Le hervía la sangre, aunque comprendiendo las razones de aquellos hombres para sustentar su pasividad cobarde ante el peligro. Y se daba cuenta de que, quisiera o no, él estaba metido en el asunto y tendría que resolverlo sin ayuda.

—Madison, ya que no piensan combatir, hagan una cosa. Escondan todos los rifles y escopetas que poseen. Escóndanlos donde esos cinco no puedan encontrarlos, ¿comprendido? Y háganlo en seguida. Cuantas menos armas posean, habrá mayores probabilidades para ustedes.

—¿Usted va a pelearlos?

—Yo sólo me ocupo de mis asuntos personales. Este es asunto de ustedes, los hombres de Coyote.

Fas deliberadamente duro y desdeñoso. No podía decirles a aquellos hombres lo que se proponía hacer, porque corría el riesgo de que ellos se lo contasen a los Grogan.

Regresó a la calle y oteó la taberna. Seguía todo tranquilo y ya casi era noche cerrada. Tanto mejor para su plan.

El cuadrero estaba parado delante de su establo y, al verle llegar, se puso rígido.

—¿Es verdad que han matado al sheriff?

—Y probablemente al tabernero. También han capturado a Lena Maxwell.

—Malditos sean y así se los coman los escorpiones. ¿Usted se marcha?

—No tengo ningún interés en este asunto.

—“Pops” Martin era un buen sheriff. Algo viejo para el cargo, pero bueno. Si hubiera tenido veinte años menos no se lo cargan, como me llamo Langdon. Y si yo no tuviera el brazo estropeado, maldita sea... ¿Qué demontres hace usted?

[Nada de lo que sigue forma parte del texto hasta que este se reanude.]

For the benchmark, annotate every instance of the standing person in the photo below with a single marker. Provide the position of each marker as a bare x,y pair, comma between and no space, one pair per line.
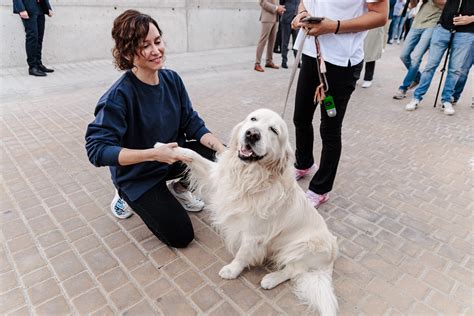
373,46
461,83
388,25
269,19
148,104
291,6
461,28
397,22
32,14
418,42
341,37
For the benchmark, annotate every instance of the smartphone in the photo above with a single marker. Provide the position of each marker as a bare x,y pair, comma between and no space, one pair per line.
312,19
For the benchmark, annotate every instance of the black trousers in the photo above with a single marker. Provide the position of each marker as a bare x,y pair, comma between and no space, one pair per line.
286,32
369,70
342,82
34,32
161,212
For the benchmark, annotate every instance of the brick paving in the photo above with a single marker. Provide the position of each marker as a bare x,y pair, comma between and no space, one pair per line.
402,204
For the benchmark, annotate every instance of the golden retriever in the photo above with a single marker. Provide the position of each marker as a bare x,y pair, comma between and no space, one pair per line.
262,213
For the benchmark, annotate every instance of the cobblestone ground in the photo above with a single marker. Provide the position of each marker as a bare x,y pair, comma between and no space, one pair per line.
401,207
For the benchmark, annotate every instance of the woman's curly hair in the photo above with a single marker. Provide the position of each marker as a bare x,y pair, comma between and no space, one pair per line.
129,32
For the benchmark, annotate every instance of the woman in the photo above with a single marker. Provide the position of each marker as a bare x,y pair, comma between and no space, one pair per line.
148,104
341,38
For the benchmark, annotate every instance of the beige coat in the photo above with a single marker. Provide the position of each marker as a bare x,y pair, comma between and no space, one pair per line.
268,12
373,44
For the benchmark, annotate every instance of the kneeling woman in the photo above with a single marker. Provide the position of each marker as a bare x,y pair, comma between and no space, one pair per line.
148,104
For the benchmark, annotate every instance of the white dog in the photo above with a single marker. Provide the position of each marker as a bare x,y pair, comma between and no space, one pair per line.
261,211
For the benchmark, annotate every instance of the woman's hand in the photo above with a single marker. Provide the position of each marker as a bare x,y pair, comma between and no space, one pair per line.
296,24
326,26
24,15
166,153
463,20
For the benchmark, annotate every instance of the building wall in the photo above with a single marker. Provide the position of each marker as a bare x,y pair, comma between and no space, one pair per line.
80,29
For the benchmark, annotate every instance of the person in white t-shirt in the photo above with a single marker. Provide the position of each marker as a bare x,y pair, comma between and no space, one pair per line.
341,36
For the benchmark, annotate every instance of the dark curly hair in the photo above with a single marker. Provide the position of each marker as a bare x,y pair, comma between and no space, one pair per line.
129,32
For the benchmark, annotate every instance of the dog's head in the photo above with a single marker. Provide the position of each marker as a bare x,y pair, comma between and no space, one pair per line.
262,137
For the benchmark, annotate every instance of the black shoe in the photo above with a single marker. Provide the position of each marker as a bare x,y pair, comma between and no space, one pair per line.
44,69
35,71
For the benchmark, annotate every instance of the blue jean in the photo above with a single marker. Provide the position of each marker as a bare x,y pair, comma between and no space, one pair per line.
395,27
460,47
463,77
416,45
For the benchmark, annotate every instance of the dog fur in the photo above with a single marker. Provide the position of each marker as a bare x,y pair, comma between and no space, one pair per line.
262,213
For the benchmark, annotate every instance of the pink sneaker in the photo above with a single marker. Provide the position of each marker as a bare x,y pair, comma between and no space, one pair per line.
300,173
317,199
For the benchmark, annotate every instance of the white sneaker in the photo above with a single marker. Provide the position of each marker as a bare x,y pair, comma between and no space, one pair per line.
189,202
448,108
120,208
366,84
412,105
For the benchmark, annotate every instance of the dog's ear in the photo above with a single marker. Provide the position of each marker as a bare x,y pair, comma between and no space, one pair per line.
234,136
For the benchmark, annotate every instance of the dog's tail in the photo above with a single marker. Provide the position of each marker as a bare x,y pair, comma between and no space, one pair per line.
315,289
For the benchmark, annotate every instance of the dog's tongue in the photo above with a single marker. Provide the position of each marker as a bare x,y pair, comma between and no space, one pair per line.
245,151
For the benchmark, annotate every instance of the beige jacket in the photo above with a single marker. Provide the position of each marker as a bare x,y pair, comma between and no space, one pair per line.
268,12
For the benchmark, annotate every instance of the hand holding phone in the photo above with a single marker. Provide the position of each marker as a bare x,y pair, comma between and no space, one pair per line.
312,19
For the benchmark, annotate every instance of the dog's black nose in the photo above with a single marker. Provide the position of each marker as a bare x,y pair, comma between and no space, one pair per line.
252,135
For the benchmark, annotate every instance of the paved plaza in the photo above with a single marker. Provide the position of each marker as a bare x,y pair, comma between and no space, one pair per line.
401,207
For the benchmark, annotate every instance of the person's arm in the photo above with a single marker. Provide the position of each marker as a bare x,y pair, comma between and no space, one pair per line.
212,142
164,153
375,17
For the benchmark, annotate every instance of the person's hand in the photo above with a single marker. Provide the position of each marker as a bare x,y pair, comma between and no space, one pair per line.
24,15
463,20
296,23
326,26
281,9
166,153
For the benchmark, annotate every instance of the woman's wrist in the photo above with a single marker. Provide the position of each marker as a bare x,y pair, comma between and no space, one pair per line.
338,26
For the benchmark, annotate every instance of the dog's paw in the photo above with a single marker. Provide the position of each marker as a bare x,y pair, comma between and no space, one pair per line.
229,272
270,280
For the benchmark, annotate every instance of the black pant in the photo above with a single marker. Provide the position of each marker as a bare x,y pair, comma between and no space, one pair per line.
161,212
369,70
342,81
34,32
286,31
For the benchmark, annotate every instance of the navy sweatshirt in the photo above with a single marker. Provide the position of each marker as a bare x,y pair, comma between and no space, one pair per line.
135,115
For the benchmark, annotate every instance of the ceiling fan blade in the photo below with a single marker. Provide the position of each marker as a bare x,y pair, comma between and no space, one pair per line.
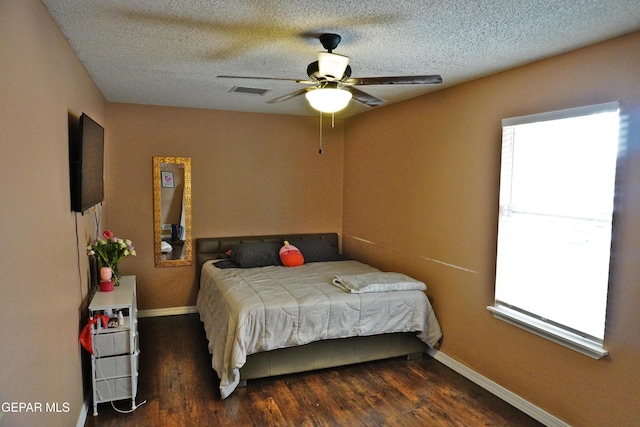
396,80
364,98
306,82
290,95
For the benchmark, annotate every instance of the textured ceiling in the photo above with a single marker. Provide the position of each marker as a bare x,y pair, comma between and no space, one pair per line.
169,52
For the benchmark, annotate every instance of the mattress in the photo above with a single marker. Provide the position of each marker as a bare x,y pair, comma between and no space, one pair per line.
252,310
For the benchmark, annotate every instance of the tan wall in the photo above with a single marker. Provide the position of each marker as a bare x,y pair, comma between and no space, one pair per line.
43,272
251,174
421,194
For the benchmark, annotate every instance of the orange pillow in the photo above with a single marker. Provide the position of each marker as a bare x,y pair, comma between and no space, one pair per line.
290,255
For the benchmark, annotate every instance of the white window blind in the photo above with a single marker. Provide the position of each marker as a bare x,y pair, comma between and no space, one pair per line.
557,184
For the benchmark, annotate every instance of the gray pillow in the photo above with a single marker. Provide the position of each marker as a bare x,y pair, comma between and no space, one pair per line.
256,254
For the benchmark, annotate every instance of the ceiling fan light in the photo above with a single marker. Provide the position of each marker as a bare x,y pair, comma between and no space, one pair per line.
328,100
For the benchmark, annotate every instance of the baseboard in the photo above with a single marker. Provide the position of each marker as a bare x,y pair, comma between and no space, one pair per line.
508,396
169,311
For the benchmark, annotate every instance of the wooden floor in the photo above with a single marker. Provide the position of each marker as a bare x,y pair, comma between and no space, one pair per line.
181,389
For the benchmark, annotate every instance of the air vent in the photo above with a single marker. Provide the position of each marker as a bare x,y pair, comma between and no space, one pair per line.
248,90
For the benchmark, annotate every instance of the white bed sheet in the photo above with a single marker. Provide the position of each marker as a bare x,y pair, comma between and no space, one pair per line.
247,311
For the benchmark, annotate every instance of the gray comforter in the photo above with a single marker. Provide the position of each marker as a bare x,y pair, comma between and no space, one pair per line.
247,311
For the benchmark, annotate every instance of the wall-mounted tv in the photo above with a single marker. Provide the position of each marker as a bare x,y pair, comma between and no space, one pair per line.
86,158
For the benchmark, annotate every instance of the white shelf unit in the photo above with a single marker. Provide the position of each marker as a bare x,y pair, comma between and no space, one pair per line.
114,363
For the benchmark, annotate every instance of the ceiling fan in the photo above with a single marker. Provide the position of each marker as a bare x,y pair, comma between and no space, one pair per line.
330,77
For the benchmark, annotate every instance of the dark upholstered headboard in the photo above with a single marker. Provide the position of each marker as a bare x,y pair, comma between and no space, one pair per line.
208,248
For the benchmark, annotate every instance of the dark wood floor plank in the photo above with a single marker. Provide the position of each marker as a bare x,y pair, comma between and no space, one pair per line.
181,389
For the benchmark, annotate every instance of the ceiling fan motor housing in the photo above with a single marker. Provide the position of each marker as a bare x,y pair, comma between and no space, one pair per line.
330,41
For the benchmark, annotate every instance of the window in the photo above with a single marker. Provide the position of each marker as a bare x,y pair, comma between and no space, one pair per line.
557,182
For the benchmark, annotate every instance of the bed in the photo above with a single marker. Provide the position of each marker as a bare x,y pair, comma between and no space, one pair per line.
263,319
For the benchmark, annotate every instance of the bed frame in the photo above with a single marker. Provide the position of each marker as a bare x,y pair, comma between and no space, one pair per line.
319,354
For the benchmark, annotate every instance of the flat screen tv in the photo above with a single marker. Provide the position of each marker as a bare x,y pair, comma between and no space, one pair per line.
86,155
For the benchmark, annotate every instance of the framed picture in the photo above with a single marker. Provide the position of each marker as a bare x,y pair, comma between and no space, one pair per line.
167,179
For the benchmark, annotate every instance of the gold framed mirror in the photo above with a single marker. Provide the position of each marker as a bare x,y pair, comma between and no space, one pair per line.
172,245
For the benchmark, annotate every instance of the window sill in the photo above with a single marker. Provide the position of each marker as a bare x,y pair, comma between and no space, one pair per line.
550,332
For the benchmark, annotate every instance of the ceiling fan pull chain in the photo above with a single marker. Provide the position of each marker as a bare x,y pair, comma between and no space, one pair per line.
320,149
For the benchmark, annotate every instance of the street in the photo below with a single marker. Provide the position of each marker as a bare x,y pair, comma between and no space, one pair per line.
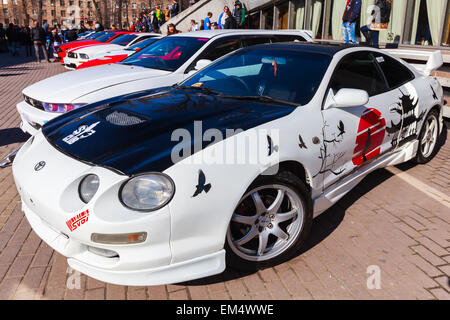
395,225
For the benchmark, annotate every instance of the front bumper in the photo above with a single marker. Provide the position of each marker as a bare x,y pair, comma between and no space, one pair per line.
50,199
33,118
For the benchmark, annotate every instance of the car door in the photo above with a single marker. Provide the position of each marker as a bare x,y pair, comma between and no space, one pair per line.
355,136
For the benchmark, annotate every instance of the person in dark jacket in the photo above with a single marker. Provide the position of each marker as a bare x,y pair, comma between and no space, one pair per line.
174,9
239,14
380,21
27,42
38,38
12,34
230,22
350,17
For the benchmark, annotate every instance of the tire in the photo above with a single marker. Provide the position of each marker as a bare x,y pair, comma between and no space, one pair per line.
428,138
253,225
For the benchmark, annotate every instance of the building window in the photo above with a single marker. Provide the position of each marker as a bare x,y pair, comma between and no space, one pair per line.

—Ya lo ves. Me llevo los caballos de esos cinco.

Langdon se rascó el cogote, aturdido. Luego pareció comprender y en sus ojos rebrilló la astucia.

—Quiere dejarlos a pie, maldita sea...

—Exactamente. Pero supongo que habrá más caballos en la población.

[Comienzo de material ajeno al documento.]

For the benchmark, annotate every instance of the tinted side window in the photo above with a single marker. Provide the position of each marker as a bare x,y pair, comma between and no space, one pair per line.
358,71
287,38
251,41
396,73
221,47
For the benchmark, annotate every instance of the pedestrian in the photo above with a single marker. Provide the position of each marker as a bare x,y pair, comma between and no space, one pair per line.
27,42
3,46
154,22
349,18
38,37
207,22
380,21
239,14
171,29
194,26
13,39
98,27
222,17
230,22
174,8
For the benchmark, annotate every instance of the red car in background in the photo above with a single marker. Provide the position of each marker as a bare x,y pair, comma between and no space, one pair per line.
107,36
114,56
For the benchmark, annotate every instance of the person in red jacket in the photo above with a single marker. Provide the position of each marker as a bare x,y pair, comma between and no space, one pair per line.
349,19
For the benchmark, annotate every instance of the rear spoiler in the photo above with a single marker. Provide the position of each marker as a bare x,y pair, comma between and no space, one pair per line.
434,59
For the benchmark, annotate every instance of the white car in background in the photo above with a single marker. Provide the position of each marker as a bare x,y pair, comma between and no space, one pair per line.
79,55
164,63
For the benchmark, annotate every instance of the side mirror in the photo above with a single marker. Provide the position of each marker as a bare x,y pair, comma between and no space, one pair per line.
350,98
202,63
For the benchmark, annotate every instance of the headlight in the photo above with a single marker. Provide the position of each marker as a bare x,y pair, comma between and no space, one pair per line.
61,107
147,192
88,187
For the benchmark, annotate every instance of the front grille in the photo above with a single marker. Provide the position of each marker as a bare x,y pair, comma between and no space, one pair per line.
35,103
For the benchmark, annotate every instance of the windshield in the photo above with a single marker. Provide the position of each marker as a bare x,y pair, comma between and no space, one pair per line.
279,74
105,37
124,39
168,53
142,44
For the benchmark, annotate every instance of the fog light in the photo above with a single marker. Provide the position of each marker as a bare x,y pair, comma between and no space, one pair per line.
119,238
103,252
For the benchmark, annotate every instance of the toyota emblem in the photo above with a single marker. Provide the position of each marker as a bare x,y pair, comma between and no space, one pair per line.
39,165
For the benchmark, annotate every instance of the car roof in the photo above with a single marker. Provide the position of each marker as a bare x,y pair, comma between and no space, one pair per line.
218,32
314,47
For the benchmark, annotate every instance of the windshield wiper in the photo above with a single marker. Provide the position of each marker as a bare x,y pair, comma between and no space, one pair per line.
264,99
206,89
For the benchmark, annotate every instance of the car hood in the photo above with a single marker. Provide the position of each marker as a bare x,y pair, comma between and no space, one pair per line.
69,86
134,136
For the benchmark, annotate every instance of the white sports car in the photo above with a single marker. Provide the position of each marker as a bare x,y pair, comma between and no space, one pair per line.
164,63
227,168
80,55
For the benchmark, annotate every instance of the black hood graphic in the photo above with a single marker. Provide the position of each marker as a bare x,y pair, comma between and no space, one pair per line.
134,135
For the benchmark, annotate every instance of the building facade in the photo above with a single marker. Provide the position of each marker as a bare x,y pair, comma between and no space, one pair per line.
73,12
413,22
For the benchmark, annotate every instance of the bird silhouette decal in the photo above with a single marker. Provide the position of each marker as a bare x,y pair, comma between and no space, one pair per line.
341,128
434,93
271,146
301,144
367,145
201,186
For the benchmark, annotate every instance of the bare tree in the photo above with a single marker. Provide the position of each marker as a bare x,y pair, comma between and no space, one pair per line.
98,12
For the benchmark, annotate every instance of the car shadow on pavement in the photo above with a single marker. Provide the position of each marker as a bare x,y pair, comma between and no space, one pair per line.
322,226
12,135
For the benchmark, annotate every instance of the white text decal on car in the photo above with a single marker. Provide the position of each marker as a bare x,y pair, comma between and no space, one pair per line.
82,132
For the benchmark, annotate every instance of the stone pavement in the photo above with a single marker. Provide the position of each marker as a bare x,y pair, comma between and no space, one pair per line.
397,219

—No hay muchos. Ocho o diez. Los demás son de tiro. Y pienso que ellos no van a ponerse a buscarlos durante la noche, sí sospechan que alguien puede andar acechándolos.

—Será mucho mejor para usted no hacer suposiciones, Langdon.

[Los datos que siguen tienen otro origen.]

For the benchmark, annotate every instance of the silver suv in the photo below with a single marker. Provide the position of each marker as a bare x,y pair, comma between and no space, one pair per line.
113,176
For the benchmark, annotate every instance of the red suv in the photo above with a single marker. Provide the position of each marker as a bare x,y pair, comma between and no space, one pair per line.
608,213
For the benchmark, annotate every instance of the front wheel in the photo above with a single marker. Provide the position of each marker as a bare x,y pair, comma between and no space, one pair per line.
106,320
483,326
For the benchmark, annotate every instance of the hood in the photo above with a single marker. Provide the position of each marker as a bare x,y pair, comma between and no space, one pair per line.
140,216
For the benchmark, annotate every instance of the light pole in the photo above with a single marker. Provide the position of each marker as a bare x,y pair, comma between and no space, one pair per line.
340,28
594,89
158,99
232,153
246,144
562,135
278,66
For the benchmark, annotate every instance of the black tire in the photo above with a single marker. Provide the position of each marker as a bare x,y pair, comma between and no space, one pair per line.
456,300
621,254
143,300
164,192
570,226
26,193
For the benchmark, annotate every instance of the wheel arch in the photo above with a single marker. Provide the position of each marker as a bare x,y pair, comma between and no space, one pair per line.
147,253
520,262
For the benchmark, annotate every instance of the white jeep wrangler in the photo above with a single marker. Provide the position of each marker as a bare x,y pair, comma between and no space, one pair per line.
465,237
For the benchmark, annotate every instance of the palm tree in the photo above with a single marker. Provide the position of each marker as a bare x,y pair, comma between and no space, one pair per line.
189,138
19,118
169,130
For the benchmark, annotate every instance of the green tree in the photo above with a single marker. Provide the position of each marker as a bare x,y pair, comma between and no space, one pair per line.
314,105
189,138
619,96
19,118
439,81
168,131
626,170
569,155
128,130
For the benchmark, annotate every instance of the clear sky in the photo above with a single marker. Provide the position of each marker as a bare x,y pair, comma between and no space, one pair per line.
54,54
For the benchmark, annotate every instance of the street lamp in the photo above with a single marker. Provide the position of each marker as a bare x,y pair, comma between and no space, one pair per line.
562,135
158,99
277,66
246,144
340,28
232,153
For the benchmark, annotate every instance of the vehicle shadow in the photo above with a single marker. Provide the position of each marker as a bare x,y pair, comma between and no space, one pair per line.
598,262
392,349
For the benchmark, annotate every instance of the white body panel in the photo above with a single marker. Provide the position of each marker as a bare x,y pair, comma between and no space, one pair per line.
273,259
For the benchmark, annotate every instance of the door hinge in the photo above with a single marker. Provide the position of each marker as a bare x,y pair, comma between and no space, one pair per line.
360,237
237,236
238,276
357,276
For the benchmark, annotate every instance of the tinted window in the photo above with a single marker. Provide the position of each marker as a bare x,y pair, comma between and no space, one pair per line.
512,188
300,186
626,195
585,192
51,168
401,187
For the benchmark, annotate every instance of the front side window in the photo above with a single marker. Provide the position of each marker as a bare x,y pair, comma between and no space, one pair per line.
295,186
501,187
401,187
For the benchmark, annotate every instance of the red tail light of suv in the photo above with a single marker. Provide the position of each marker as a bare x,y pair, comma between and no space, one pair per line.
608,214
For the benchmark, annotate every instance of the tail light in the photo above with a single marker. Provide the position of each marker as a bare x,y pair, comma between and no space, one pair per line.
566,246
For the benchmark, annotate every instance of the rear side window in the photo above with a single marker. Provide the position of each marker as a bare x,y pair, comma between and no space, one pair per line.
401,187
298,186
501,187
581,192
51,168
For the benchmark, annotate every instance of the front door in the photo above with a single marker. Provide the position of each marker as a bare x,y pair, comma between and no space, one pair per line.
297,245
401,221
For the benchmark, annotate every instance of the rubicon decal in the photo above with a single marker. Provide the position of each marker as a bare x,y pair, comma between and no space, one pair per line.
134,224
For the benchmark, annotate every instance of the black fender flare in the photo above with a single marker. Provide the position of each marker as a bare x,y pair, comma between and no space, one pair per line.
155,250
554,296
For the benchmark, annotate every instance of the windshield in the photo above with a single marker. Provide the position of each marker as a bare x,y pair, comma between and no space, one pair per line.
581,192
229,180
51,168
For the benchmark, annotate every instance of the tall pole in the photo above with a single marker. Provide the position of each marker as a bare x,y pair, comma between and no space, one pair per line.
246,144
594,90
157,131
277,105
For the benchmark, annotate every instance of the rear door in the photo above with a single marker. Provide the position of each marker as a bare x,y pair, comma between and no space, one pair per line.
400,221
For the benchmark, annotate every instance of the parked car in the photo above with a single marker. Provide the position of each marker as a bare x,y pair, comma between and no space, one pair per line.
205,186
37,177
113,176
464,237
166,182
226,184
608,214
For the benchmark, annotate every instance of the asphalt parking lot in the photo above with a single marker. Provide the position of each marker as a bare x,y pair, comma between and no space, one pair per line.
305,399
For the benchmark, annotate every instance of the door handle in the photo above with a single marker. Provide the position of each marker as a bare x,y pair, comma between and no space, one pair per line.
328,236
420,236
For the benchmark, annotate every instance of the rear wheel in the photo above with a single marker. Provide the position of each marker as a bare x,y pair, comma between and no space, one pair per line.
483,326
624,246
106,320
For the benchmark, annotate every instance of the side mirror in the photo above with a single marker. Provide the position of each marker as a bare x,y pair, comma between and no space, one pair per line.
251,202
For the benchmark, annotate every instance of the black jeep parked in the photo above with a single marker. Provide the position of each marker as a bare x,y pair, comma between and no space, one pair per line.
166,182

Aquel era su plan, desde luego. Poner nerviosos a los vagabundos, dejándolos desmontados y sin rifles. La noche iba a ser oscura, sin lima, conveniente para su plan.

Salió de la cuadra llevando a los caballos de los vagabundos atraillados y se alejó con ellos hacia el río al trote, doblando por las afueras del poblado. A un cuarto de milla de las casas ató los animales a un algodonero. Y luego regresó, dejando al suyo atado a otro árbol, junto al agua.

A pie entró por entre los “adobes”, todos los cuales tenían las puertas cerradas. Aullaban coyotes en las lomas cercanas y el viento silbaba, levantando remolinos de polvo.

Cameron iba tranquilo. Conocía a sus enemigos y casi podía adivinar todos sus movimientos. Primero beberían, para darse ánimos y olvidar que habían matado a un sheriff. Luego, dos o tres de ellos saldrían a buscar los Rifles y, de paso, a averiguar por dónde andaba él. No era probable que los Grogan lo hubieran reconocido. Pensarían se trataba de uno de su calaña, un lobo solitario y peligroso. Procurarían tenderle una emboscada y matarlo, para quedar con las manos libres. Cuando descubrieran la desaparición de sus rifles y de sus caballos, se pondrían muy nerviosos, comprendiendo la situación. Tal vez entonces los Grogan se acordasen de él. Y eso los pondría más nerviosos. Se sentirían entrampillados en Coyote, con alguien mucho más fuerte y peligroso que ellos rondándolos para matarlos.

Rodeó lentamente el pueblo para llegar a la parte de atrás de la taberna. Estaba seguro de que la pandilla habría puesto vigilante allí. Pero no le importaba. Se proponía irlos cazando uno a uno.